Mais ce n’est pas tout. L’écologie se veut être la
protection de l’homme et de son environnement non ?
L’obtention du produit fini utilisable pour des applications industrielles nécessite un niveau de pureté extrêmement élevé (jusqu’à 99,9999% pour certaines technologies « vertes »). Pour y parvenir, cela passe par 3 étapes (le traitement du minerai, l’isolement du groupe, la séparation des éléments). Christian Hocquard (économiste des matières premières au BRGM)

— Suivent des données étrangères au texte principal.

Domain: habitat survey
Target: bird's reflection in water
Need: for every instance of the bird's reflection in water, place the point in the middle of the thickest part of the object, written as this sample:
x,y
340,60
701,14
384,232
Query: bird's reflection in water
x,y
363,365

L’obtention du produit fini utilisable pour des applications industrielles nécessite un niveau de pureté extrêmement élevé (jusqu’à 99,9999% pour certaines technologies « vertes »). Pour y parvenir, cela passe par 3 étapes (le traitement du minerai, l’isolement du groupe, la séparation des éléments). Christian Hocquard (économiste des matières premières au BRGM)
Chacune des
opérations de ce processus nécessitent, non seulement une très forte consommation énergétique mais également l’utilisation
de substances chimiques extrêmement polluantes (acide chlorhydrique, sulfurique
et nitrique notamment). Enfin, la purification rejette des métaux lourds ainsi
que des déchets radioactifs (plomb, mercure, cadmium…). Les
conséquences d’une telle industrie sont très importantes sur les ouvriers
exploités à la mine (explosion du nombre de cancers) ainsi que sur
l’environnement. En Chine, les rejets des mines de Baotou Steel dans le fleuve
jaune constituent désormais un problème énorme. Les acides s’infiltrent dans le
sol, les ruisseaux et les rivières, détruisant les rizières et les réserves
d’eau potable.
On touche là
en plus à un problème non seulement de bilan énergétique mais de pollution
chimique sur l’environnement et de santé publique. On ne saurait passer sous
silence ces aspects lorsque l’on prône le développement des énergies vertes. La
Chine va devenir le pays le plus puissant du monde, il est suicidaire de
rajouter de la dépendance alors que l’on dispose de moyens de produire à
moindre coût de l’électricité. Il est aussi irresponsable de prétendre que les
énergies vertes vont procurer beaucoup de travail pour remplacer le nucléaire. Les
problèmes de sûreté qu’engendrent le nucléaire ne doivent pas faire prendre des
décisions qui hypothèquent l’avenir énergétique de notre pays.
En toutes choses il faut
raison garder
Et les solutions les
meilleures peuvent parfois s’avérer les pires.